Hanna B. suchte schon mehrmals Hilfe beim Psychologen. Weil das bisher keine Wirkung zeigte, setzt die junge Frau nun auf Hypnose. Nach einem Vorgespräch nimmt B. auf einem Sessel Platz. Mit ruhiger Stimme leitet Anna Felix die Sitzung ein. «Höre während der Hypnose immer auf dein Gefühl», sagt sie. «Es ist wie dein Unterbewusstsein, das dir Antworten gibt.»
Dabei soll B. nicht zu lange nachdenken: «Lass die Antworten einfach kommen.» Die Therapeutin bittet sie, die geschlossenen Augen kurz zu öffnen, sie wieder zu schliessen, dies noch zwei weitere Male zu wiederholen und dabei tief durchzuatmen. Dann hebt Felix B.s Hand an und lässt sie fallen: ein Test, ob die Patientin loslassen kann.
Die Hand fällt ohne jedes Zögern nach unten. «Du bist jetzt in völliger körperlicher Entspannung», sagt Felix. Jetzt folgt der mentale Teil. Die Hypnotiseurin bittet, von 100 rückwärtszuzählen. Mit jeder Zahl soll Hanna B. noch entspannter werden. «Bei der Zahl 97 verschwinden alle weiteren Zahlen aus deinem Kopf.» Zählt: «100, 99, 98, 97 …» – Stille. B. zieht ihre Augenbrauen hoch. «Ich kann nicht mehr weiterzählen.» Nach der Sitzung berichtet sie von diesem Moment: Sie habe das Gefühl gehabt, die Kontrolle zu verlieren. «Ich konnte auch meine Augenlider nicht mehr öffnen.» Angst habe sie nicht gehabt.
Einzelne Patientinnen und Patienten berichten, schon nach nur einer Sitzung mit dem Rauchen aufgehört oder langjährige Ängste und Gewohnheiten überwunden zu haben. Bemerkenswert: Sogar bei Angst und Schmerzen scheint die Hypnose lindernd zu wirken. Das Verfahren wird auch bei der Geburtsvorbereitung, beim Zahnarzt oder sogar vor Operationen als Alternative zur Narkose eingesetzt.
Kritik wegen Hypnose-Ausbildung
Obwohl viele Erfahrungsberichte vielversprechend klingen, steht die Hypnose auch in der Kritik. Manche Kurse dauern bloss acht Tage lang und stehen auch Menschen ohne medizinische Ausbildung offen. Mit einem Zertifikat kann man sich selbständig machen und eine Praxis eröffnen. Manche würden sich aus rein finanziellen Gründen für die Ausbildung entscheiden, da Hypnosesitzungen als lukrativ gälten, erzählt Felix. Für eine Stunde bezahlt man durchschnittlich 180 Franken. Von der Krankenkasse werden die Kosten in der Regel nicht übernommen, da die Hypnosetherapie noch nicht flächendeckend anerkannt ist. «Dass sich theoretisch jeder nach der Ausbildung einfach Coach oder Therapeut nennen darf, sehe ich kritisch, denn es braucht mehr als Theorie», ergänzt Felix.
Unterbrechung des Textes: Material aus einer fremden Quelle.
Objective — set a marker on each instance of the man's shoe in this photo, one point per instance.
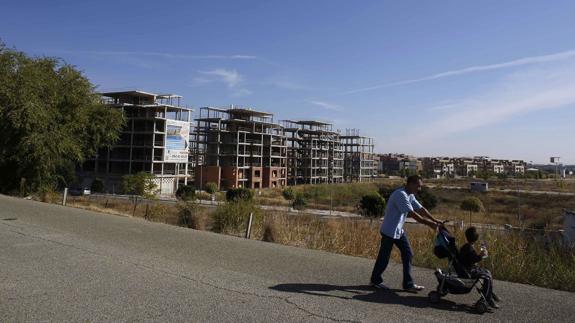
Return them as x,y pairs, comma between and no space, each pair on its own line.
492,304
495,297
414,289
378,286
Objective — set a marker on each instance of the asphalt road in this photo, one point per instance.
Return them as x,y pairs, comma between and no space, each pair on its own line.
66,264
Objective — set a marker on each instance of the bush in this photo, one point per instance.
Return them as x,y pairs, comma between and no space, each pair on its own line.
427,198
372,205
299,202
186,193
232,217
186,214
139,184
472,204
239,194
97,186
211,187
288,193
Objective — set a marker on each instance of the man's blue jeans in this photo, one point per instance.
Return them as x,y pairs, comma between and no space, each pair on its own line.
383,259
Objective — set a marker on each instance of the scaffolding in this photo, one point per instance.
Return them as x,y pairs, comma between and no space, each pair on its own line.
314,154
239,147
145,142
359,158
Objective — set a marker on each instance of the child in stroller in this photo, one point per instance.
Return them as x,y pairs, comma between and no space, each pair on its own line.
461,276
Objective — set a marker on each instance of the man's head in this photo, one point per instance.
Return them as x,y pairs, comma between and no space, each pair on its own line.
471,234
414,184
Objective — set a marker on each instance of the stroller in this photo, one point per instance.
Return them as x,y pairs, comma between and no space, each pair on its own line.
457,280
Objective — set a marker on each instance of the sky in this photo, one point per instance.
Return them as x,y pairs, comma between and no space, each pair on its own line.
428,78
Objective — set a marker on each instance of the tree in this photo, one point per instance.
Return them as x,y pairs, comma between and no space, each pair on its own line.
385,192
239,194
141,184
427,198
472,205
97,186
372,205
186,193
211,187
51,119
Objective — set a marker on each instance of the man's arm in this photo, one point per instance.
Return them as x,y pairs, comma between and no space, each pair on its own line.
425,213
432,224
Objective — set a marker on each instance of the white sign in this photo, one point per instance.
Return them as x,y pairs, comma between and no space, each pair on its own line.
177,141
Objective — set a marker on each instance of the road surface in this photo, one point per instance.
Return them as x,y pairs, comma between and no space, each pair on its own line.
66,264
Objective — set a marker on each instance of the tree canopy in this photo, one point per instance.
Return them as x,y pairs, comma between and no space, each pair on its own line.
51,119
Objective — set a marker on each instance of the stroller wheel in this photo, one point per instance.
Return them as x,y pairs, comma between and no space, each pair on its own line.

Mit Hypnose zurück in die Vergangenheit
Die Hypnosesitzung geht weiter, Felix sagt: «Jetzt zähle ich schnell von fünf bis eins. Bei eins lässt du das Gefühl aufkommen, das du hast, wenn du an eine Prüfung denkst.» B. schildert ein Stresssymptom – ein «komisches Gefühl in den Armen». Felix antwortet: «Ich zähle erneut von fünf bis eins, und du gehst zurück zu dem Zeitpunkt, an dem du dieses Gefühl zum ersten Mal erlebt hast.»
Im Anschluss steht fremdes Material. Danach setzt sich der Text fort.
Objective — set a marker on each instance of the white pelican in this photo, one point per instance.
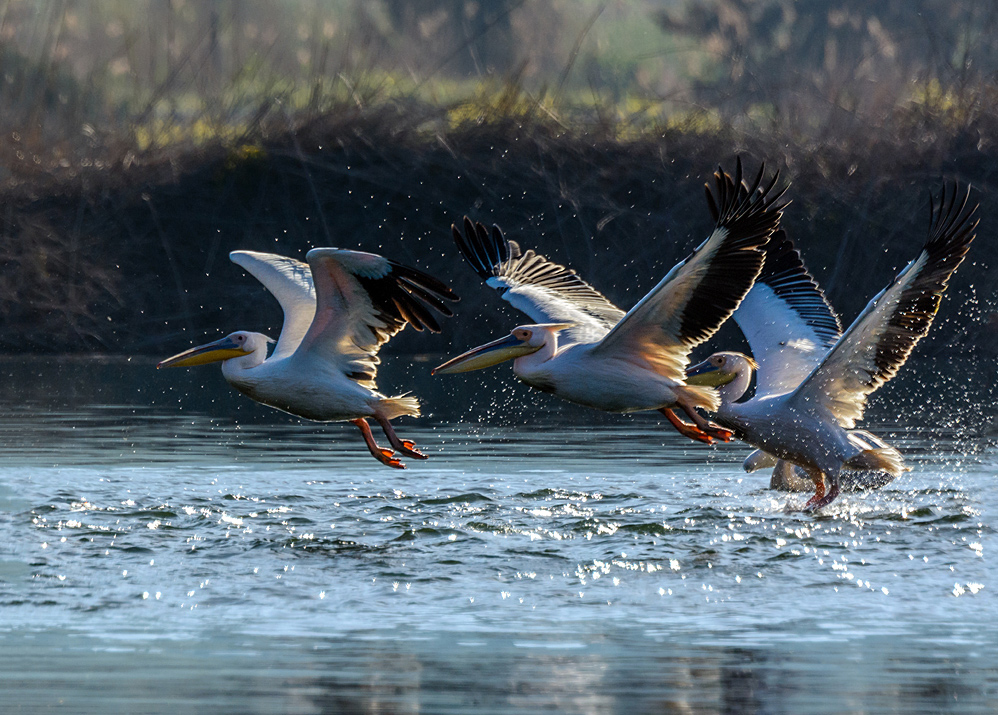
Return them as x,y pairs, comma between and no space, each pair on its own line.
338,311
790,326
587,351
810,421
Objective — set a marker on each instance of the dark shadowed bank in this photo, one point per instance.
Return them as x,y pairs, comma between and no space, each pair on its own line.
128,254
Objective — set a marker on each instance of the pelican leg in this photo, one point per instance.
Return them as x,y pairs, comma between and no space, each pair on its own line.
385,456
405,446
821,496
685,428
707,427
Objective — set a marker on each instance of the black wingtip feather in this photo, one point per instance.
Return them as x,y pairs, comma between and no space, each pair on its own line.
785,273
750,214
405,294
952,227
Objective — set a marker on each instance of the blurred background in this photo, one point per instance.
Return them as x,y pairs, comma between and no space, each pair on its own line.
141,140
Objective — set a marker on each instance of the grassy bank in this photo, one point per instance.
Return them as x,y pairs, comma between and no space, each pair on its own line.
127,252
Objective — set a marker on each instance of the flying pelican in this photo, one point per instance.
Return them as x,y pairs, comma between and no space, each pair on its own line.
810,422
791,326
339,309
586,350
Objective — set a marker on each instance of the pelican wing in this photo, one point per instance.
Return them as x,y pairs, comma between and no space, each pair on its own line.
880,340
546,291
362,300
701,292
786,319
289,281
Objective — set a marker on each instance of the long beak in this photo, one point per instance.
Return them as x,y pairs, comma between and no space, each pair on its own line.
707,374
486,355
203,354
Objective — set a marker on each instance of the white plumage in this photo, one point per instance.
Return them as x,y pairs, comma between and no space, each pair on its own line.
339,309
584,349
812,388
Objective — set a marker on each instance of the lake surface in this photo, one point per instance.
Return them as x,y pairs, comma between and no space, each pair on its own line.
167,546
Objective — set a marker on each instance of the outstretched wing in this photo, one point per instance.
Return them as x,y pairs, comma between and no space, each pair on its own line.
701,292
546,291
362,300
786,319
289,281
880,340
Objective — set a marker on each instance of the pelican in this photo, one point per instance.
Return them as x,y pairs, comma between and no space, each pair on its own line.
810,421
339,309
584,349
790,325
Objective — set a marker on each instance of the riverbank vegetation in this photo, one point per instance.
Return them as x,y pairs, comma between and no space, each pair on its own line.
141,142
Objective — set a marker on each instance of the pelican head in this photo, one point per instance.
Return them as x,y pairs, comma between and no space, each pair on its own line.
524,340
231,346
720,369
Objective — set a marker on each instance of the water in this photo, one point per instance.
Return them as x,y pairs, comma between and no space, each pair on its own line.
165,544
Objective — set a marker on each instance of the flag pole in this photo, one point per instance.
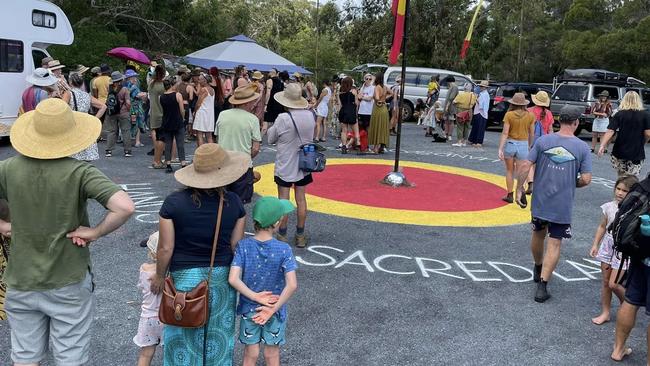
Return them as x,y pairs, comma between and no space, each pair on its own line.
398,140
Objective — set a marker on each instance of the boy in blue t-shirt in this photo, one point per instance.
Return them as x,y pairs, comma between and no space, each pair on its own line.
263,271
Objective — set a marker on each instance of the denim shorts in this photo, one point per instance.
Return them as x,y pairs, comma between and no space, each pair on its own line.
271,333
516,149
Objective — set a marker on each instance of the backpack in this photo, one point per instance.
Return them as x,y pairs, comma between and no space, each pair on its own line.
113,103
628,240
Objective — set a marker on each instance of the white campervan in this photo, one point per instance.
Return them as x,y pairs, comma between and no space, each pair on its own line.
27,28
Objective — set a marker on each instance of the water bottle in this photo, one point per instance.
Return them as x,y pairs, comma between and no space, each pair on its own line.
645,225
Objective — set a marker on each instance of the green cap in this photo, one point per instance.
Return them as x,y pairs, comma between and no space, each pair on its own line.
269,210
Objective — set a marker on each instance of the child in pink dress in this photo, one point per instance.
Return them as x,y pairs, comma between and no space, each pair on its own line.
149,329
602,250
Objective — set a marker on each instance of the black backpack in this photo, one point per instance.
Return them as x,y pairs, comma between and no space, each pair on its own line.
113,103
628,241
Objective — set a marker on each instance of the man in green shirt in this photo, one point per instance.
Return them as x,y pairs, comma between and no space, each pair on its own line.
48,276
239,130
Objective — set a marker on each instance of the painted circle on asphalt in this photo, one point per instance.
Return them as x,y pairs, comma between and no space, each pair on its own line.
442,195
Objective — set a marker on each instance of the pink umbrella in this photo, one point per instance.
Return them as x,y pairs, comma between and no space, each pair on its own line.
130,54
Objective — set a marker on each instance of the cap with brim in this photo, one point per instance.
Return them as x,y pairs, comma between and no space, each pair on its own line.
518,99
41,77
244,94
269,210
569,113
213,167
55,65
541,99
53,131
291,97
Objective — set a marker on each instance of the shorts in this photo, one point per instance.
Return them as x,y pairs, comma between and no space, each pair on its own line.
271,333
555,230
600,125
636,288
364,121
149,332
63,315
516,149
243,187
627,167
301,183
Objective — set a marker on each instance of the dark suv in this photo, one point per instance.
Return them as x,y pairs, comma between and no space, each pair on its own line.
499,101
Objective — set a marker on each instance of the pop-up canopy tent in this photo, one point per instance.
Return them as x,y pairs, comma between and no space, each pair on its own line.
241,50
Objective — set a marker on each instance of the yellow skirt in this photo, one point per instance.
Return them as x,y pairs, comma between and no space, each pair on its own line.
379,126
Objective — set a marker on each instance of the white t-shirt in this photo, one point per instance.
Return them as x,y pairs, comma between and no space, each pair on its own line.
365,107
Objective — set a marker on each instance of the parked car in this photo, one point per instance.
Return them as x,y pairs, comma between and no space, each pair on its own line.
499,101
415,85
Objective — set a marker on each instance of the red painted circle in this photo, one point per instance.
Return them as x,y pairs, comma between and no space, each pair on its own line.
434,191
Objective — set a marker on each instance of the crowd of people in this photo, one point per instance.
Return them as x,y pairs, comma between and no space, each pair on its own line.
201,234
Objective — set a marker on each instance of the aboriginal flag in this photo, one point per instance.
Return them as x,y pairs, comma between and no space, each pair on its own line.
468,37
399,12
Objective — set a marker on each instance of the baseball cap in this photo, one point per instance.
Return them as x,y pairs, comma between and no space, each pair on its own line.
269,210
569,113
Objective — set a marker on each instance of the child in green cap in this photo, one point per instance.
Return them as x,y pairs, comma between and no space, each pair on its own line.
263,270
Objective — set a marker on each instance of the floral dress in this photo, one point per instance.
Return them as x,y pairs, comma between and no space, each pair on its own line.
137,109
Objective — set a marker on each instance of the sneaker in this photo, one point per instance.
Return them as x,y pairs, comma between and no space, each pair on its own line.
300,241
542,294
537,273
281,237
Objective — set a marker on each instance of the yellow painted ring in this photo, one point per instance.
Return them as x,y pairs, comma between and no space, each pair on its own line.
501,216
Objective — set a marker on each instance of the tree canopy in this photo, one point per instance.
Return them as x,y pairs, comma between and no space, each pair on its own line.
556,34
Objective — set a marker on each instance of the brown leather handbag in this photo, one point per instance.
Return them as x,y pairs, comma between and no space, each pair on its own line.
189,309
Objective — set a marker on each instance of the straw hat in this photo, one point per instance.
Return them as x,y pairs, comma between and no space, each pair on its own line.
244,94
55,65
541,99
213,167
518,99
41,77
53,131
291,97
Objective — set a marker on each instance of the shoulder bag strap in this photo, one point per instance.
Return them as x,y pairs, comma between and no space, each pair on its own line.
216,235
296,127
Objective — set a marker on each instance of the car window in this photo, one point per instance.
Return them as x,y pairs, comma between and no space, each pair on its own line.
574,93
613,91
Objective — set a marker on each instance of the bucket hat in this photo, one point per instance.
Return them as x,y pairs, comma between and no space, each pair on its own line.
268,210
541,99
55,65
244,94
41,77
291,97
518,99
213,167
116,76
130,73
53,131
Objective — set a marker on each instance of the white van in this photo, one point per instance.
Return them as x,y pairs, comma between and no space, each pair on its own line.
27,28
415,85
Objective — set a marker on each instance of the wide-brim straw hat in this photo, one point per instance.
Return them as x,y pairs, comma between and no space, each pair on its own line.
55,65
213,167
291,97
541,99
244,94
53,131
518,99
41,77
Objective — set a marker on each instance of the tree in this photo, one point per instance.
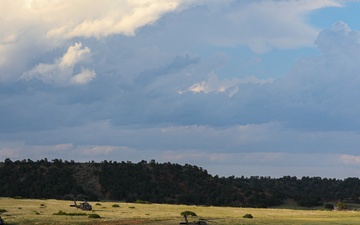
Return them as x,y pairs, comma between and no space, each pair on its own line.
185,214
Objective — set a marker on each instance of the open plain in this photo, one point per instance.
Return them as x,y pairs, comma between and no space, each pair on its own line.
41,212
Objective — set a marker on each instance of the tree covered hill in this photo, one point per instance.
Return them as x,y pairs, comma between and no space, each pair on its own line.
164,183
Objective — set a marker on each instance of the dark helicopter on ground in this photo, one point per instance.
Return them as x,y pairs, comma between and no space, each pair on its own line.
83,205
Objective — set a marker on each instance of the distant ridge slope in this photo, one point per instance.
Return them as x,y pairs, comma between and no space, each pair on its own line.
164,183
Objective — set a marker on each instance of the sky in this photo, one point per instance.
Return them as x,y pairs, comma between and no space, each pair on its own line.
237,87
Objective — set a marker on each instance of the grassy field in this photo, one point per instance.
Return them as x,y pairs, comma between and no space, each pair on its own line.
41,212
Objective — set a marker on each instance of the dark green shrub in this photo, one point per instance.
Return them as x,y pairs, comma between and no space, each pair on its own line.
249,216
94,215
3,210
188,213
341,206
18,197
329,206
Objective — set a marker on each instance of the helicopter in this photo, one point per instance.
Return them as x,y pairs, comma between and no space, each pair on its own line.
83,205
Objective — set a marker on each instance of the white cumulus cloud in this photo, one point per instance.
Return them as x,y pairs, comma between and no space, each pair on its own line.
61,72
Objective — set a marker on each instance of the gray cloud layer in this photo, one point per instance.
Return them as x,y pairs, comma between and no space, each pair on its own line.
142,89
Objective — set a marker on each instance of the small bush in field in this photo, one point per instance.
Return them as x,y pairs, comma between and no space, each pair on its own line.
249,216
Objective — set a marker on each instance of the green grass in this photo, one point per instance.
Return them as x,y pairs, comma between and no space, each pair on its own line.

Hanna B. fühlt sich plötzlich wie ein zehnjähriges Mädchen. Mit grosser Angst vor einer Prüfung: «Es ist meine erste. Ich habe Angst, dass ich die Schlechteste bin.» Ihre Stimme ist kaum noch hörbar, als würde sie träumen – und doch ist sie ganz da und kann sich sehr konkret in die damalige Situation hineinversetzen – als stehe die Prüfung unmittelbar bevor. Felix: «Ich zähle jetzt bis fünf. Lass das Gefühl, die Schlechteste zu sein, ganz hochkommen.» B. beschreibt eine Beklemmung in der Brust. «Es ist stark – neun von zehn.» Tränen laufen ihr über die Wangen, ihre Stimme zittert.
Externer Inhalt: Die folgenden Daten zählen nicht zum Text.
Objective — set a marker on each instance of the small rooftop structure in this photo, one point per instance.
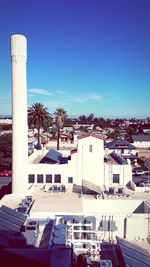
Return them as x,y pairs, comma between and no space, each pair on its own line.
54,156
141,138
119,144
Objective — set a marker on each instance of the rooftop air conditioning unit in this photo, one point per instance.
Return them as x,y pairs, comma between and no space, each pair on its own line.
106,263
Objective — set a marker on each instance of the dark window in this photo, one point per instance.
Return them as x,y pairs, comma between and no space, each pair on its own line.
57,178
31,178
90,148
116,178
48,178
70,180
40,178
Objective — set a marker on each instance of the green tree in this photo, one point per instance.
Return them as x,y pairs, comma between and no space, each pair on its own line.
60,115
39,118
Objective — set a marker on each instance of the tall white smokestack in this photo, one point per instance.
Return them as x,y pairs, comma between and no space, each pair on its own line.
19,114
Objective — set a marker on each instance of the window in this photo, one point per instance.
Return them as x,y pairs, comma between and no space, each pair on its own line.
31,178
90,148
40,178
57,178
116,178
48,178
70,180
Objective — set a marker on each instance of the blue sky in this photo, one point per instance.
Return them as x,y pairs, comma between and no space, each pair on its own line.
87,56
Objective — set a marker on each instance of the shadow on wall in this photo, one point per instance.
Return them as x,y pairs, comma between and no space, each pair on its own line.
5,190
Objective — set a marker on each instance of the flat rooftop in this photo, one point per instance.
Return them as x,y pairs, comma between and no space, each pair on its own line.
72,203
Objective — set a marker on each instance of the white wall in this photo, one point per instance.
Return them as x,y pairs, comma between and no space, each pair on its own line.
84,165
91,164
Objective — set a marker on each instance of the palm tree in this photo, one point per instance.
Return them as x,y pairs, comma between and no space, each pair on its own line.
60,115
38,117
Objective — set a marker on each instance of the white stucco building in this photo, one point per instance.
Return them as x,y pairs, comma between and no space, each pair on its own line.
85,164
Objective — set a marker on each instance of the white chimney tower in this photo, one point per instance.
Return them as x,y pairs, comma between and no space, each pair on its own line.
19,114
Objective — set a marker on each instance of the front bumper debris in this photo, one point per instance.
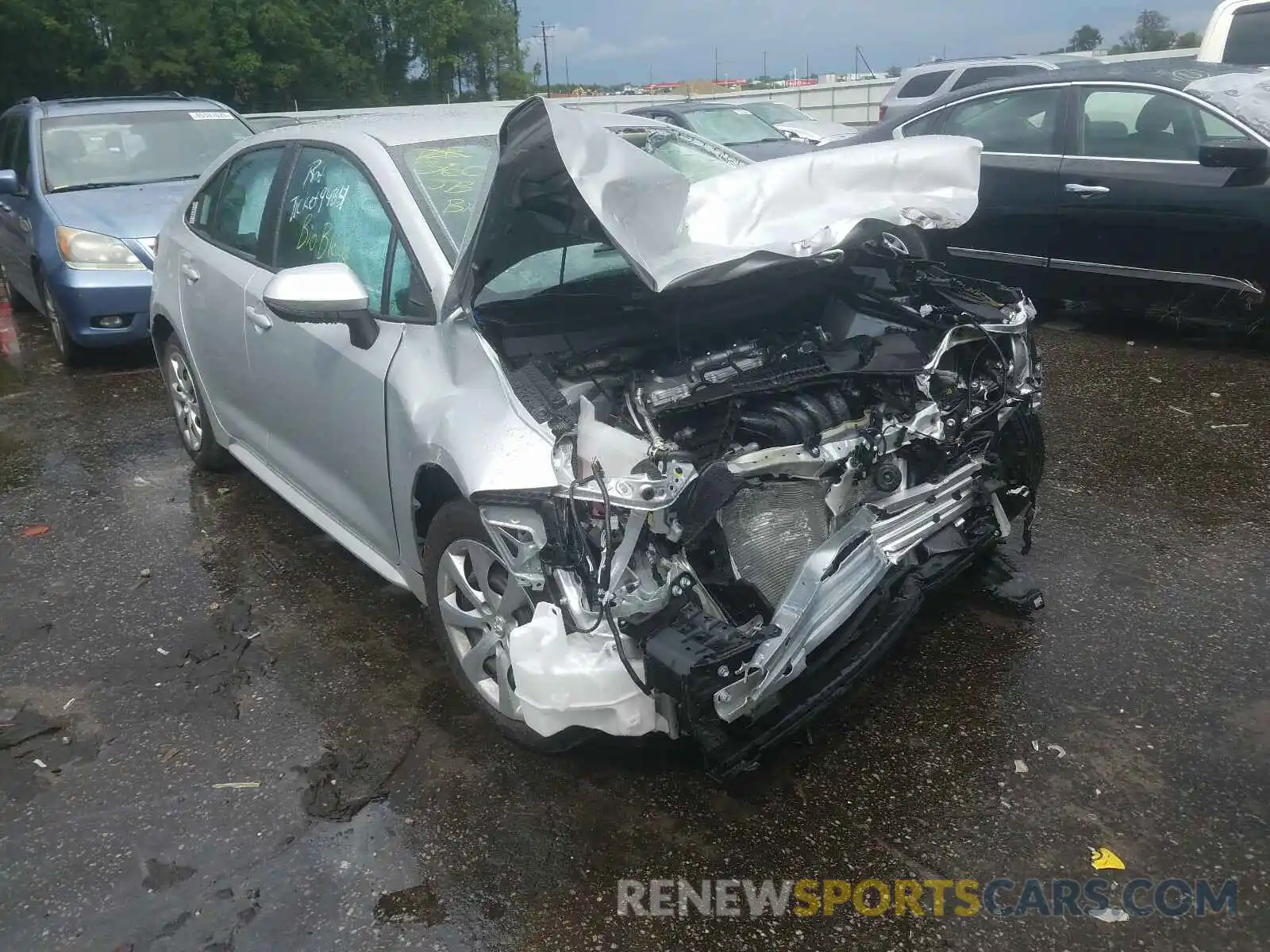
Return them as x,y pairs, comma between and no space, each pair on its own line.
837,579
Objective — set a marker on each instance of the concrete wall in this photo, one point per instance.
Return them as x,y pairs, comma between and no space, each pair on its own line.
854,102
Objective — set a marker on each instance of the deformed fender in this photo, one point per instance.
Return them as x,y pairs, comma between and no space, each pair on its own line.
448,404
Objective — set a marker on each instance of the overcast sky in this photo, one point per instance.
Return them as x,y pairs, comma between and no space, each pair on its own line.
619,41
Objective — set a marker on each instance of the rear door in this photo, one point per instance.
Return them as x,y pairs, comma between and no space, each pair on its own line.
1014,230
1137,206
321,399
220,258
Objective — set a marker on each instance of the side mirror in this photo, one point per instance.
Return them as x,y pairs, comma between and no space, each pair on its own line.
324,294
1233,156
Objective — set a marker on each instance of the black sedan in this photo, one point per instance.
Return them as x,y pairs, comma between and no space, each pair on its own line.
1137,186
729,125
B. sagt später: «Während der Sitzung war ich tief entspannt und emotional sehr berührt. Ich hätte nie gedacht, dass man vergangene Situationen so intensiv und real erleben kann. Ich musste weinen – nicht weil es schlimm war, sondern weil ich so vieles loslassen konnte.» Im weiteren Verlauf der Sitzung lernte B., alles Negative beiseitezulegen.
«Ich zähle von fünf bis eins», sagt Felix nun. «Sag mir dann, ob das Gefühl, die Schlechteste zu sein, noch da ist.» Die Hypnotisierte lächelt: «Es ist weg.» Nächste Frage: «Was denkst du, wenn du die Prüfung siehst?» Hanna B. sagt: «Ich kann das.» Wörter wie Angst, Selbstzweifel, Unsicherheit tauchen nicht mehr auf. Nach etwa einer Stunde wird sie aus dem Trancezustand zurückgeholt. Hanna B. wirkt etwas orientierungslos, aber entspannt. «Wie gehts dir?» – «Gut», sagt sie.
Ob die Hypnose bei Hanna B. tatsächlich Wirkung zeigt, wird sich nach den Schulferien zeigen.